Cessna Aircraft Company, headquartered in Wichita, Kansas, is a manufacturer of general aviation aircraft, primarily specializing in small, piston-powered aircraft and medium-sized business jets.
The company traces its history to June 1911, when Clyde Cessna, a farmer in Rago, Kansas, built a wood-and-fabric plane and became the first person to build and fly an aircraft between the Mississippi River and the Rocky Mountains. Clyde Cessna started his aircraft ventures in Enid, Oklahoma testing many of his early planes on the salt flats. When bankers in Enid would not loan him the money to build his planes, he moved to Wichita.
The Cessna Citation is a marketing name used by Cessna for its lines of business jets. Rather than one particular model of aircraft, the name applies to several "families" of turbofan-powered aircraft which have been produced over the years. Within each of the six distinct families, aircraft design improvements, market pressures and re-branding efforts have resulted in a number of variants, so that the Citation lineage has become quite complex.
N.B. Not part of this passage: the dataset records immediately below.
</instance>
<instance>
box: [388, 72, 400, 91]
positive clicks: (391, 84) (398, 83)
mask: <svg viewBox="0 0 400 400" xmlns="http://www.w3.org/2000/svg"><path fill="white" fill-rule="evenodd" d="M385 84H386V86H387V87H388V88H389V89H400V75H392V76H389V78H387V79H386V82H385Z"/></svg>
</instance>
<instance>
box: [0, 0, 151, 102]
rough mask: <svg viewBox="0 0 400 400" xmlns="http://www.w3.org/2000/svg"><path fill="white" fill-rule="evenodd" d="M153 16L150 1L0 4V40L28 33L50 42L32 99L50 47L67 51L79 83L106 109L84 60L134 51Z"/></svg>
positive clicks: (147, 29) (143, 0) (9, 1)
In October, 1968, Cessna announced plans to build an eight-place business jet that, unlike its competition, would be suitable for operations from shorter airfields, essentially aiming to compete in the light-to-medium twin turboprop market, rather than the existing business jet market. First flight of the prototype aircraft, then called the FanJet 500, took place a little under a year later, on September 15, 1969. After a longer-than-expected development flight test program, during which the name Citation 500 was tried, and a number of changes to the design, the finished aircraft was debuted with the new name Citation (Model 500) and received its FAA certification in September, 1971. This was the beginning of a long line of Citation Jets of various designs and models.